Uncle James by the way, is coded by McDowell as "bearing the stamp of femininity" and everyone and their chickens (including Mary-Love) explicitly state he never should've married. He collects silver flatware.
And he's a hero of the story!
He's not side-lined by his unspoken homosexuality, he doesn't die to it, he's a fantastic father -- and this was published in 1983. James is one of my favorite characters in the series. He's so unstintingly generous and so happy hosting Elinor while she's playing the role of the single school-teacher, and having Oscar come to dinner each day and again after work while he woos her. He loves being in the thick of things and very little seems to discomfit him -- the notable exception being his wife, Genevieve, who he pays to stay the hell away from him.
Overall, this book has an awful lot to say about motherhood.
- Mary-Love is a terrible mother who tries to strangle her children with her own apron strings.
- Genevieve is nearly a worse mother who seals her own demise by beating her daughter. Pro tip: don't beat your children where a rivermonster can find out about it.
- Elinor, when push comes to Mary-Love's shove, gives her mother-in-law her first-born daughter in order to win hers and Oscar's freedom. And it's surprisingly unemotional, this exchange. You never feel like she's in pain and you as the reader certainly aren't in pain for her.

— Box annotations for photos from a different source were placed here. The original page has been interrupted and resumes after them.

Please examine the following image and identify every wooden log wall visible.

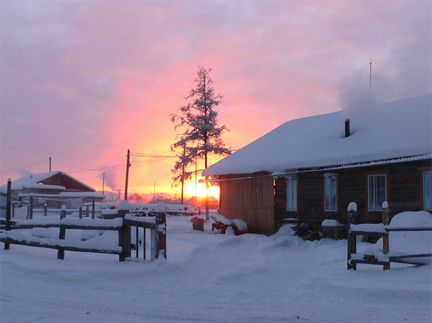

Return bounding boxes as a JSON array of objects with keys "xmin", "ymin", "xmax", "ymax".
[
  {"xmin": 275, "ymin": 160, "xmax": 432, "ymax": 229},
  {"xmin": 221, "ymin": 174, "xmax": 275, "ymax": 234}
]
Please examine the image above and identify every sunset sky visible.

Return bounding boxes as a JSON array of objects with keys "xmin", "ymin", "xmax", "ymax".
[{"xmin": 0, "ymin": 0, "xmax": 432, "ymax": 199}]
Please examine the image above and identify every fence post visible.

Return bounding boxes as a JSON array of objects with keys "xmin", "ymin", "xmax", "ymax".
[
  {"xmin": 156, "ymin": 213, "xmax": 167, "ymax": 259},
  {"xmin": 57, "ymin": 227, "xmax": 66, "ymax": 260},
  {"xmin": 135, "ymin": 226, "xmax": 139, "ymax": 258},
  {"xmin": 143, "ymin": 227, "xmax": 147, "ymax": 260},
  {"xmin": 118, "ymin": 201, "xmax": 131, "ymax": 261},
  {"xmin": 382, "ymin": 201, "xmax": 390, "ymax": 270},
  {"xmin": 60, "ymin": 208, "xmax": 66, "ymax": 220},
  {"xmin": 347, "ymin": 202, "xmax": 357, "ymax": 270},
  {"xmin": 29, "ymin": 196, "xmax": 33, "ymax": 219},
  {"xmin": 4, "ymin": 178, "xmax": 12, "ymax": 250}
]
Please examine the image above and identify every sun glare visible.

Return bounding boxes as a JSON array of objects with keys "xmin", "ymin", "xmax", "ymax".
[{"xmin": 185, "ymin": 183, "xmax": 219, "ymax": 199}]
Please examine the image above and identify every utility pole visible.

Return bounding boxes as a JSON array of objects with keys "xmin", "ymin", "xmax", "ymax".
[
  {"xmin": 203, "ymin": 75, "xmax": 209, "ymax": 221},
  {"xmin": 181, "ymin": 142, "xmax": 186, "ymax": 204},
  {"xmin": 369, "ymin": 58, "xmax": 372, "ymax": 95},
  {"xmin": 125, "ymin": 149, "xmax": 131, "ymax": 201},
  {"xmin": 102, "ymin": 172, "xmax": 105, "ymax": 195},
  {"xmin": 195, "ymin": 157, "xmax": 198, "ymax": 201}
]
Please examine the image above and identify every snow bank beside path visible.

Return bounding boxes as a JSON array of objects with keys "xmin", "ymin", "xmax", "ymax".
[{"xmin": 376, "ymin": 211, "xmax": 432, "ymax": 260}]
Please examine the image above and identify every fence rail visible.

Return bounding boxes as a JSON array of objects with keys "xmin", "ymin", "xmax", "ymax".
[
  {"xmin": 347, "ymin": 202, "xmax": 432, "ymax": 270},
  {"xmin": 0, "ymin": 181, "xmax": 167, "ymax": 261}
]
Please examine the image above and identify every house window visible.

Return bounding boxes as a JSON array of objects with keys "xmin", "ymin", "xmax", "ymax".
[
  {"xmin": 368, "ymin": 174, "xmax": 387, "ymax": 211},
  {"xmin": 287, "ymin": 176, "xmax": 297, "ymax": 211},
  {"xmin": 324, "ymin": 174, "xmax": 336, "ymax": 211},
  {"xmin": 423, "ymin": 171, "xmax": 432, "ymax": 211}
]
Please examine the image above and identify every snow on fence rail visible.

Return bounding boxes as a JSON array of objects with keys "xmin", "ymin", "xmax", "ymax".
[
  {"xmin": 0, "ymin": 181, "xmax": 167, "ymax": 261},
  {"xmin": 347, "ymin": 202, "xmax": 432, "ymax": 270}
]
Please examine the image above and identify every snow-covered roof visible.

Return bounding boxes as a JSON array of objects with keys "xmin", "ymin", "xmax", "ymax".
[
  {"xmin": 204, "ymin": 95, "xmax": 432, "ymax": 176},
  {"xmin": 18, "ymin": 192, "xmax": 105, "ymax": 199},
  {"xmin": 0, "ymin": 171, "xmax": 94, "ymax": 192}
]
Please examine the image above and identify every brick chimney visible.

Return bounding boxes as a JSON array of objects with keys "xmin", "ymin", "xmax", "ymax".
[{"xmin": 345, "ymin": 119, "xmax": 351, "ymax": 138}]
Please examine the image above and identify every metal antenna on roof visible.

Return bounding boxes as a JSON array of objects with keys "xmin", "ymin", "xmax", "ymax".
[{"xmin": 369, "ymin": 57, "xmax": 372, "ymax": 95}]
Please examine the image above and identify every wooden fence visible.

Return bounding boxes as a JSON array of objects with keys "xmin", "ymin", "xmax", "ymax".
[
  {"xmin": 0, "ymin": 182, "xmax": 167, "ymax": 261},
  {"xmin": 347, "ymin": 202, "xmax": 432, "ymax": 270}
]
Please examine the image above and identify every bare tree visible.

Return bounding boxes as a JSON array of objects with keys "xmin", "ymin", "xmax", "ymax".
[{"xmin": 171, "ymin": 67, "xmax": 231, "ymax": 219}]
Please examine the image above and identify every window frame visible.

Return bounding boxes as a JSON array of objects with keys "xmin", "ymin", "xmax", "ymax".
[
  {"xmin": 367, "ymin": 173, "xmax": 388, "ymax": 212},
  {"xmin": 422, "ymin": 170, "xmax": 432, "ymax": 212},
  {"xmin": 285, "ymin": 175, "xmax": 298, "ymax": 212},
  {"xmin": 323, "ymin": 173, "xmax": 338, "ymax": 212}
]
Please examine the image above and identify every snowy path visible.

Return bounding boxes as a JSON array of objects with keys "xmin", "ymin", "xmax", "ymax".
[{"xmin": 0, "ymin": 217, "xmax": 432, "ymax": 322}]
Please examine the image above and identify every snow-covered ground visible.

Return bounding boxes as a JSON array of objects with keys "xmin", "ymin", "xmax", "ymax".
[{"xmin": 0, "ymin": 217, "xmax": 432, "ymax": 323}]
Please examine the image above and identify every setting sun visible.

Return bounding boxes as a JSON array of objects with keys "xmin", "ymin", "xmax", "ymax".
[{"xmin": 185, "ymin": 183, "xmax": 219, "ymax": 199}]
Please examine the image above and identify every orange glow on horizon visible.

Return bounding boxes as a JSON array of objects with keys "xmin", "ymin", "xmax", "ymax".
[{"xmin": 185, "ymin": 183, "xmax": 220, "ymax": 200}]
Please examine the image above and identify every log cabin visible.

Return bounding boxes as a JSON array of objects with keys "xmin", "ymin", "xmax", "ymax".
[{"xmin": 203, "ymin": 96, "xmax": 432, "ymax": 235}]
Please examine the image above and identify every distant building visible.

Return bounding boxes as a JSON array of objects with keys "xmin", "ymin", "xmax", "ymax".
[
  {"xmin": 0, "ymin": 171, "xmax": 104, "ymax": 214},
  {"xmin": 204, "ymin": 96, "xmax": 432, "ymax": 234}
]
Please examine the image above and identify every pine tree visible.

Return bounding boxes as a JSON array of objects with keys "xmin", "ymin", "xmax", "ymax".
[{"xmin": 171, "ymin": 67, "xmax": 231, "ymax": 218}]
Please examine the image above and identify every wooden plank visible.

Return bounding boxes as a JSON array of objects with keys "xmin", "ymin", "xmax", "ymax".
[
  {"xmin": 60, "ymin": 224, "xmax": 120, "ymax": 231},
  {"xmin": 4, "ymin": 178, "xmax": 12, "ymax": 250},
  {"xmin": 385, "ymin": 227, "xmax": 432, "ymax": 232},
  {"xmin": 124, "ymin": 219, "xmax": 156, "ymax": 229},
  {"xmin": 390, "ymin": 253, "xmax": 432, "ymax": 259},
  {"xmin": 57, "ymin": 227, "xmax": 66, "ymax": 260},
  {"xmin": 351, "ymin": 259, "xmax": 388, "ymax": 266}
]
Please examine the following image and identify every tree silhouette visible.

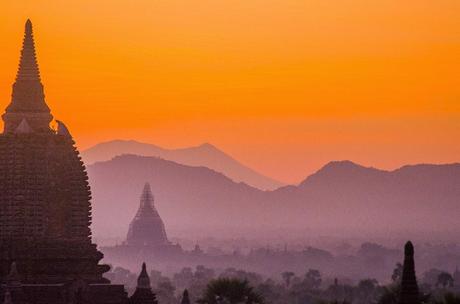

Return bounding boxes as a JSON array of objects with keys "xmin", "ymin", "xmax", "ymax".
[
  {"xmin": 433, "ymin": 292, "xmax": 460, "ymax": 304},
  {"xmin": 391, "ymin": 263, "xmax": 403, "ymax": 283},
  {"xmin": 304, "ymin": 269, "xmax": 322, "ymax": 289},
  {"xmin": 281, "ymin": 271, "xmax": 295, "ymax": 288},
  {"xmin": 197, "ymin": 278, "xmax": 265, "ymax": 304},
  {"xmin": 180, "ymin": 289, "xmax": 190, "ymax": 304}
]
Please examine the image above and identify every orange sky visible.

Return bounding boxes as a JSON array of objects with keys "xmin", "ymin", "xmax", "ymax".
[{"xmin": 0, "ymin": 0, "xmax": 460, "ymax": 182}]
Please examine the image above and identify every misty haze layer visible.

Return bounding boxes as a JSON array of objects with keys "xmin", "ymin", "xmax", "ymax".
[
  {"xmin": 88, "ymin": 155, "xmax": 460, "ymax": 242},
  {"xmin": 81, "ymin": 140, "xmax": 283, "ymax": 190}
]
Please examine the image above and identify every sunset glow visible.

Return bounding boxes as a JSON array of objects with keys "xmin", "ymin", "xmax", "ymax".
[{"xmin": 0, "ymin": 0, "xmax": 460, "ymax": 183}]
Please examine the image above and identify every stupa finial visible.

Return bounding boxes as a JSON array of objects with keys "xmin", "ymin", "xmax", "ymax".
[
  {"xmin": 2, "ymin": 19, "xmax": 53, "ymax": 133},
  {"xmin": 399, "ymin": 241, "xmax": 420, "ymax": 304}
]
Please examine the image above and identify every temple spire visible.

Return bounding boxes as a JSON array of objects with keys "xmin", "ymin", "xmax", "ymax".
[
  {"xmin": 129, "ymin": 263, "xmax": 158, "ymax": 304},
  {"xmin": 399, "ymin": 241, "xmax": 420, "ymax": 304},
  {"xmin": 137, "ymin": 262, "xmax": 151, "ymax": 289},
  {"xmin": 16, "ymin": 19, "xmax": 40, "ymax": 82},
  {"xmin": 2, "ymin": 19, "xmax": 53, "ymax": 133},
  {"xmin": 140, "ymin": 183, "xmax": 154, "ymax": 209}
]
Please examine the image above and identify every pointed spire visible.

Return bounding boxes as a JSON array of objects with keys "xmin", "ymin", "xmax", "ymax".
[
  {"xmin": 141, "ymin": 182, "xmax": 154, "ymax": 208},
  {"xmin": 137, "ymin": 262, "xmax": 151, "ymax": 289},
  {"xmin": 16, "ymin": 19, "xmax": 40, "ymax": 82},
  {"xmin": 2, "ymin": 19, "xmax": 53, "ymax": 132},
  {"xmin": 399, "ymin": 241, "xmax": 420, "ymax": 304},
  {"xmin": 3, "ymin": 287, "xmax": 13, "ymax": 304}
]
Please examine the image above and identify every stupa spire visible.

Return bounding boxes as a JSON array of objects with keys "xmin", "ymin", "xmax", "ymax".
[
  {"xmin": 16, "ymin": 19, "xmax": 40, "ymax": 82},
  {"xmin": 399, "ymin": 241, "xmax": 420, "ymax": 304},
  {"xmin": 2, "ymin": 19, "xmax": 53, "ymax": 133},
  {"xmin": 140, "ymin": 183, "xmax": 154, "ymax": 209},
  {"xmin": 137, "ymin": 262, "xmax": 151, "ymax": 289},
  {"xmin": 126, "ymin": 183, "xmax": 169, "ymax": 246}
]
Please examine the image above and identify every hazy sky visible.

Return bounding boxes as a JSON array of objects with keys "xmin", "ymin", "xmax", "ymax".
[{"xmin": 0, "ymin": 0, "xmax": 460, "ymax": 182}]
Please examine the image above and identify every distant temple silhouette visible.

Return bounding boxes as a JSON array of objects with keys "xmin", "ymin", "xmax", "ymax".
[
  {"xmin": 103, "ymin": 183, "xmax": 184, "ymax": 263},
  {"xmin": 0, "ymin": 20, "xmax": 152, "ymax": 304},
  {"xmin": 126, "ymin": 183, "xmax": 171, "ymax": 247},
  {"xmin": 399, "ymin": 241, "xmax": 421, "ymax": 304}
]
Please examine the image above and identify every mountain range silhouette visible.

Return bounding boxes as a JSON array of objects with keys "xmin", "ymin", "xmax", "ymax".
[
  {"xmin": 81, "ymin": 140, "xmax": 283, "ymax": 190},
  {"xmin": 88, "ymin": 155, "xmax": 460, "ymax": 242}
]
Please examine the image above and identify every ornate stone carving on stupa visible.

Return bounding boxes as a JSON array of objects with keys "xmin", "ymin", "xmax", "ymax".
[
  {"xmin": 399, "ymin": 241, "xmax": 420, "ymax": 304},
  {"xmin": 0, "ymin": 20, "xmax": 109, "ymax": 283},
  {"xmin": 2, "ymin": 20, "xmax": 53, "ymax": 133}
]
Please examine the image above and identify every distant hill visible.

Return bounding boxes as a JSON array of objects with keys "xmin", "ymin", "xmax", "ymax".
[
  {"xmin": 88, "ymin": 155, "xmax": 460, "ymax": 242},
  {"xmin": 81, "ymin": 140, "xmax": 283, "ymax": 190}
]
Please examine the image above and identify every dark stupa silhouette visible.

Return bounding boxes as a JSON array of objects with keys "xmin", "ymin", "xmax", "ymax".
[
  {"xmin": 126, "ymin": 183, "xmax": 170, "ymax": 246},
  {"xmin": 399, "ymin": 241, "xmax": 421, "ymax": 304},
  {"xmin": 180, "ymin": 289, "xmax": 190, "ymax": 304},
  {"xmin": 0, "ymin": 20, "xmax": 151, "ymax": 304},
  {"xmin": 130, "ymin": 263, "xmax": 158, "ymax": 304}
]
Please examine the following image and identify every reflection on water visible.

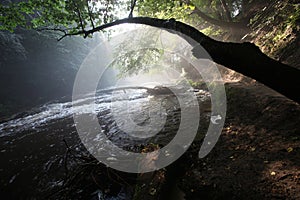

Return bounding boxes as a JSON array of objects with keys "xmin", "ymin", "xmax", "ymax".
[{"xmin": 0, "ymin": 86, "xmax": 208, "ymax": 198}]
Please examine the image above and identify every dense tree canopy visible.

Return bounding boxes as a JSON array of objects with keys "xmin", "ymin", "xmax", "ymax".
[{"xmin": 0, "ymin": 0, "xmax": 269, "ymax": 38}]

It's like a big game of chess being played by these women -- and make no mistake, Elinor engineers her courtship by Oscar, he just shows up and is cheerful and understanding. In fact at one point Sister thinks about Elinor as seeing everyone in Perdido as dolls on a game board that she can just pick up and move at will.
Author's Note:
Perdido, Alabama, does indeed exist, and in the place I have put it. Yet it does not now, nor ever did possess the buildings, geography, or population I ascribe to it... Yet the landscapes and persons I describe, I venture to say, are not wholly imaginary.